Герцог швырнул бушлат на кресло и удивленно приподнял брови.
— А что?
— А я тут целый день одна сижу, вот что.
— И кто виноват?
— А что мне делать?
— Что хочешь. Я спросил, кто, по-твоему, виноват? — голос Герцога был далек от обычной мягкости, далек настолько, что у Таньки мороз прошел по коже.
— Мне что, уехать? — полезла на рожон Танька.
— Хочешь — уезжай. Я тебя не держу. Хочешь — оставайся. Я тебя не прогоняю. Но претензии свои оставь.
— Я же не могу целый день сидеть дома… — сдалась Танька. — Я тут с ума схожу.
— Так гулять пойди. Или еще что угодно. Только за свое безделье мне претензий не предъявляй. Особенно в такой форме.
— Ладно, не злись. «Признаю свою вину, меру, степень, глубину…» и так далее. Я тут песенку сделала. Только она странная. Белый стих на музыку. Показать?
— А то! Только сейчас я до душа дойду — и готов слушать… — знакомо улыбнулся Герцог, и Танькин страх испарился.
Танька подстроила роскошную черную гитару и покосилась на всякий случай на бумажку с текстом.
Мягкая, неровная, но не рваная, а как бы переливающаяся мелодия и хрипловатый Танькин альт слегка загипнотизировали ее саму.
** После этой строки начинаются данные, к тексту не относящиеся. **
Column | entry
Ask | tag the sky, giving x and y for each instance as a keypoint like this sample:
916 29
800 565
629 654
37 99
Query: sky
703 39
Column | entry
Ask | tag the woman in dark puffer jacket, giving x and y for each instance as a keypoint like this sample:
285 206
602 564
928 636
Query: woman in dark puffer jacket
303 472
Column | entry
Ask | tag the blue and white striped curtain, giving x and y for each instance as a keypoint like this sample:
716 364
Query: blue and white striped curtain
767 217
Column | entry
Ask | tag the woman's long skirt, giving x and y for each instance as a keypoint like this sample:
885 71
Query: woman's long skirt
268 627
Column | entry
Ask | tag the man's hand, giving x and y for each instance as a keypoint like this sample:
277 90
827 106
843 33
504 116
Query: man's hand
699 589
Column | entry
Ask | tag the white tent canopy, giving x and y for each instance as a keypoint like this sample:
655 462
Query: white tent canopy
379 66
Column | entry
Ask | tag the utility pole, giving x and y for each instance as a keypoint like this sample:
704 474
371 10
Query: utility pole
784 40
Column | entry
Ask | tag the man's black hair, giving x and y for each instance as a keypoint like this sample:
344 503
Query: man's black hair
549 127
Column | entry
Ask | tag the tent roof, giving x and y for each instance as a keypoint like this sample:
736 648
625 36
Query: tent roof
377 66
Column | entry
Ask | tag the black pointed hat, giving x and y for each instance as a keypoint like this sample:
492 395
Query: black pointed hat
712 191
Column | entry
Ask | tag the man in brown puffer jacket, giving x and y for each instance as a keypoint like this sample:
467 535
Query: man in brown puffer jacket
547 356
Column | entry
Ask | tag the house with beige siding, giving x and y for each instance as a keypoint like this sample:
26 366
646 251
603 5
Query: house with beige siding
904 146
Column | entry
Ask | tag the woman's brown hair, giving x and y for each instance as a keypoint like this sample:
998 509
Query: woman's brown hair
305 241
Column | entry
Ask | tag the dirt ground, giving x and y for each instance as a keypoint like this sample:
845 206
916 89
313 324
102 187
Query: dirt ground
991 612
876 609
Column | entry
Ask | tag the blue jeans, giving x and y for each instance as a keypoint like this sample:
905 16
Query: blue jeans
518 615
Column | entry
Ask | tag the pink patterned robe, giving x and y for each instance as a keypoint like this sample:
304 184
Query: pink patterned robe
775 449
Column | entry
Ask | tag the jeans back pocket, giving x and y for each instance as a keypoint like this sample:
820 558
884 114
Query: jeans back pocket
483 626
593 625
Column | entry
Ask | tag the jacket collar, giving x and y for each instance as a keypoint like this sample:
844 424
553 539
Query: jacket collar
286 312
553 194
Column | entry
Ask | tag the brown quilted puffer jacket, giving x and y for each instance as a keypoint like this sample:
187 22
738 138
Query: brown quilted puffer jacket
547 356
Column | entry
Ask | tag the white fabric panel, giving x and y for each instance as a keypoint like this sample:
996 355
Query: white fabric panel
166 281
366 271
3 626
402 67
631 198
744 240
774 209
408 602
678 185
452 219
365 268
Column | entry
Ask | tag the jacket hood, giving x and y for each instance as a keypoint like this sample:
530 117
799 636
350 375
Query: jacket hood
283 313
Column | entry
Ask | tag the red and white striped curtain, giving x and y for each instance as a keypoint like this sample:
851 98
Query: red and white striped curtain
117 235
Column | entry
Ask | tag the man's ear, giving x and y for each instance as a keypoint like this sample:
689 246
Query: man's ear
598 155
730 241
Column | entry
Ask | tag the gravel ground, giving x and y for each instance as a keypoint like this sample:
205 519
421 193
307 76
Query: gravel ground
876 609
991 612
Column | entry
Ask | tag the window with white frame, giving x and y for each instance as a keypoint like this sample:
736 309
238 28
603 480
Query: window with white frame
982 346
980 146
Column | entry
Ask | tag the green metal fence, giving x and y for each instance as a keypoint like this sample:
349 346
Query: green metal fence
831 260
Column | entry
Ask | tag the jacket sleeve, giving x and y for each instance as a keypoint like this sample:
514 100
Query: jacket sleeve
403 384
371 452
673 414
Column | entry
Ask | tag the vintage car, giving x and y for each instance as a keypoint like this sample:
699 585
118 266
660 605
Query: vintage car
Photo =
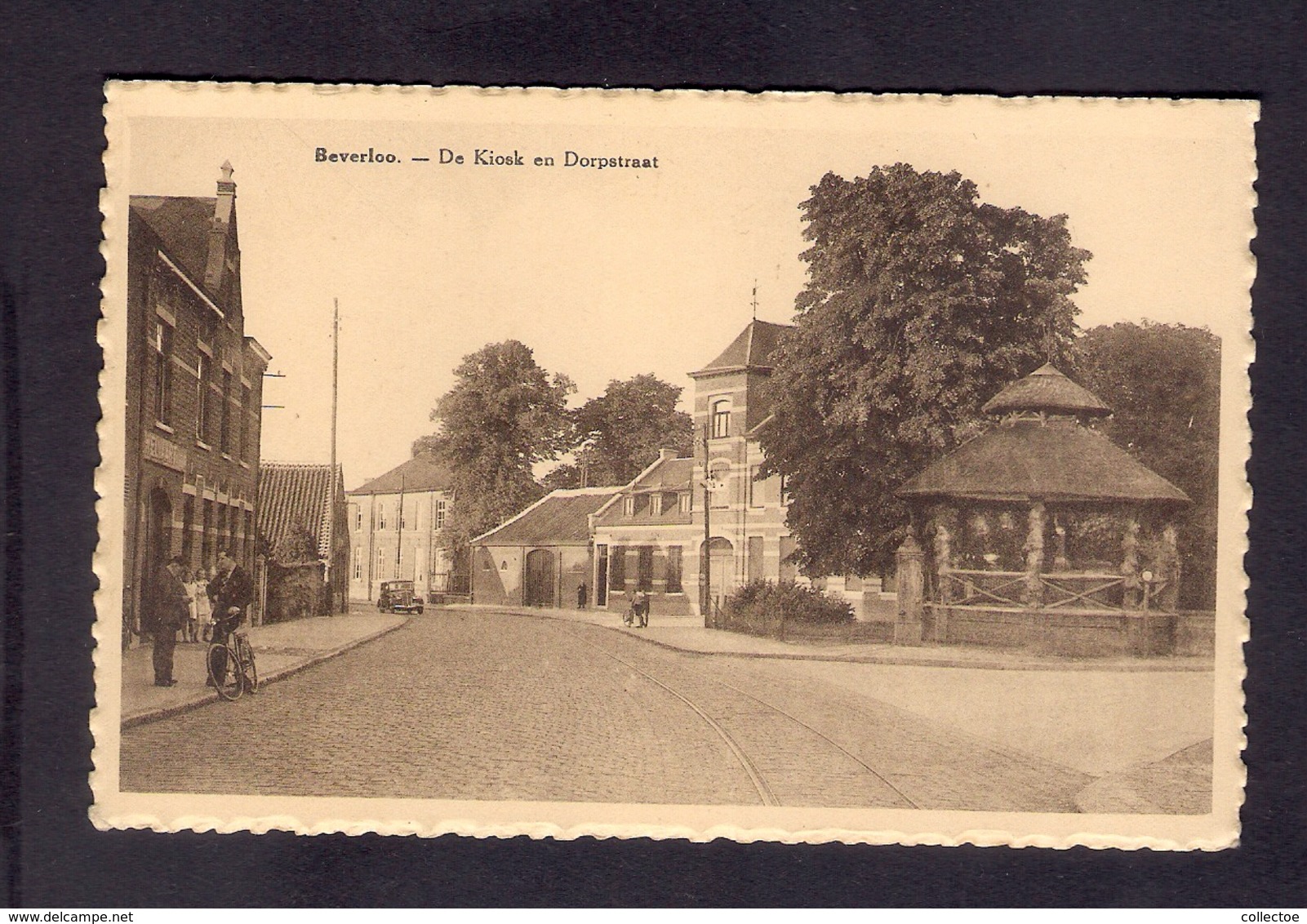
398 597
Она встряхнула головой, как бы просыпаясь, и вопросительно посмотрела на Герцога.
— Хорошо. Очень хорошо. Дай-ка гитару.
Он показал Таньке пару вариантов перехода между частями мелодии, и, подумав, она выбрала второй. Танька услышала, насколько по-разному звучит гитара в ее руках и руках хозяина. У Таньки она была бархатистой и ленивой, теплой, но равнодушной. И в руки не стремилась, хотя и не отталкивала. У Герцога гитара оживала, становясь серебряным драконом, гибким и порывистым, преданным и независимым, мудрым, как древние легенды. Танькина гитара, оставшаяся в Москве, была «прирученной». Но сейчас она поняла, что такое гитара, которую берут в руки каждый день.
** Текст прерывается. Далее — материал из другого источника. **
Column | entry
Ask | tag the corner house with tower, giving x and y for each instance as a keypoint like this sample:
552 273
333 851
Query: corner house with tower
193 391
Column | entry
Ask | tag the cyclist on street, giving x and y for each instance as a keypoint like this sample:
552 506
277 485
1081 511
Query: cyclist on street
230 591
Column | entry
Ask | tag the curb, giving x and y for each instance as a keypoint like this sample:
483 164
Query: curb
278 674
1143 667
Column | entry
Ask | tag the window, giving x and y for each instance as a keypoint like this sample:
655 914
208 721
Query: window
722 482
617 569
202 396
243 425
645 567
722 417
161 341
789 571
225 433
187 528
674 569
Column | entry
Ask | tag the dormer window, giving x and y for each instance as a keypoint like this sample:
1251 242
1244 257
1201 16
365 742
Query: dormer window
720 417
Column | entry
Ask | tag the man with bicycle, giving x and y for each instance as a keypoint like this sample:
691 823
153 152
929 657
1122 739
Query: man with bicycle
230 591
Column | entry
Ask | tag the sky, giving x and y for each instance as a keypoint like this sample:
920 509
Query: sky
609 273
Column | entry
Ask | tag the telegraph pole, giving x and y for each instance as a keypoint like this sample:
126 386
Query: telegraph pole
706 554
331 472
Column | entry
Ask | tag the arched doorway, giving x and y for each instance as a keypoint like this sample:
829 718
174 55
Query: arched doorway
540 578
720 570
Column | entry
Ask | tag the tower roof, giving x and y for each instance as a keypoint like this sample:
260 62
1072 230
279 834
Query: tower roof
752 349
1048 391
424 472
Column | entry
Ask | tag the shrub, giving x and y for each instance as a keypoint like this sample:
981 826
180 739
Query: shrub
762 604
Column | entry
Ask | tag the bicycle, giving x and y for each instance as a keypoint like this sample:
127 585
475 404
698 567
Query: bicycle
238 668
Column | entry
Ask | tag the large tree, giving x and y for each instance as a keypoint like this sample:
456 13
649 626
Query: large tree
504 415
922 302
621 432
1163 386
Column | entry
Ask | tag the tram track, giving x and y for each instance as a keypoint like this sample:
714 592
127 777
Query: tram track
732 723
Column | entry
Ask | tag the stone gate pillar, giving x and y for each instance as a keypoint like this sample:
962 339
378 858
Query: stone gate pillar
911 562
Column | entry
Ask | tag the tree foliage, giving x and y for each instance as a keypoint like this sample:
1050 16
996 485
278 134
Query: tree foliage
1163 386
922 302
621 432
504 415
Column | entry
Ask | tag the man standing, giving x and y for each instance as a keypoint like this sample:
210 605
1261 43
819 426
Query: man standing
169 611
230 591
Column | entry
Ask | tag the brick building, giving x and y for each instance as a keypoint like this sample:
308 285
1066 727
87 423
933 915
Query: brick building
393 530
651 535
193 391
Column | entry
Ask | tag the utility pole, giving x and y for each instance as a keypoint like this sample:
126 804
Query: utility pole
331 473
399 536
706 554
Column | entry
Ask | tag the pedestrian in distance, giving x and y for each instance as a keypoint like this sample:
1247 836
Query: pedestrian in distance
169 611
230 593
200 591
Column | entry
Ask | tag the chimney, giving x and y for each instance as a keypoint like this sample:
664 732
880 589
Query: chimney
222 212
Дни тянулись, однообразные и наполненные вперемешку счастьем и тоской. Ожидание или тихое сидение в уголке, пока Герцог работал, гитара, разговоры, пруд, ночные прогулки, жадные бессонные ночи — и опять все по кругу. В один из дней Танька напросилась в спортивный зал, где Герцог тренировал своих каратистов.
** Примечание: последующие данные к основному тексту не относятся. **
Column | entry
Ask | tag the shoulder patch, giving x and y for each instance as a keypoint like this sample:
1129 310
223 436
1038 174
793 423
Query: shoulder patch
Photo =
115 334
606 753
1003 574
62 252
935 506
Она не ожидала увидеть таких малышей — в группе были мальчишки восьми-десяти лет. Мальчишки и пара девчонок. Одетые в маленькие кимоно, они казались очень хрупкими и очень трогательными, стоя в шеренгу в большом школьном спортивном зале. Но такими детишки только казались — Танька, сидя в углу, присмотрелась и поняла, что даже в этом возрасте они уже вполне могут за себя постоять. На Герцога они смотрели большими влюбленными глазами, видимо, очень уважая его как тренера. Точнее, сенсея.
В зале Танька увидела еще одно лицо ростовского парня по прозвищу Герцог. «Отец-командир», назвала она его для себя. Герцог был для детей именно отцом и учителем. Он знал не только их имена и уровень умений, он говорил с ними о доме, о родственниках, причем говорил так, что становилось ясно — для него это не только повод для болтовни. Нет, ему нужно было именно знать своих учеников, знать о них многое и знать глубоко. С каждым ребенком он говорил на другом диалекте — едва уловимо менялись интонации, слова, жесты. Он не тренировал их — растил и воспитывал. Он мог быть груб — повысить голос, сказать несколько резких слов; но ясно было, что это не желание унизить, максимум — зацепить и подтолкнуть к чему-то.
Танька поняла, что его так выматывает, но зачем это ему нужно — понять не могла. В том, как Герцог воспитывал свою группу, было что-то большее, нежели ответственность и увлеченность. В этом был некий иной смысл, но Танька его не поняла.
— Помоги-ка мне, — в самом конце тренировки оставив на минуту группу, подошел он к Таньке. — Я им сказал, что ты — важный тренер из Москвы. Скажи одному пару слов. Что он молодец, что он перспективный, что-нибудь такое?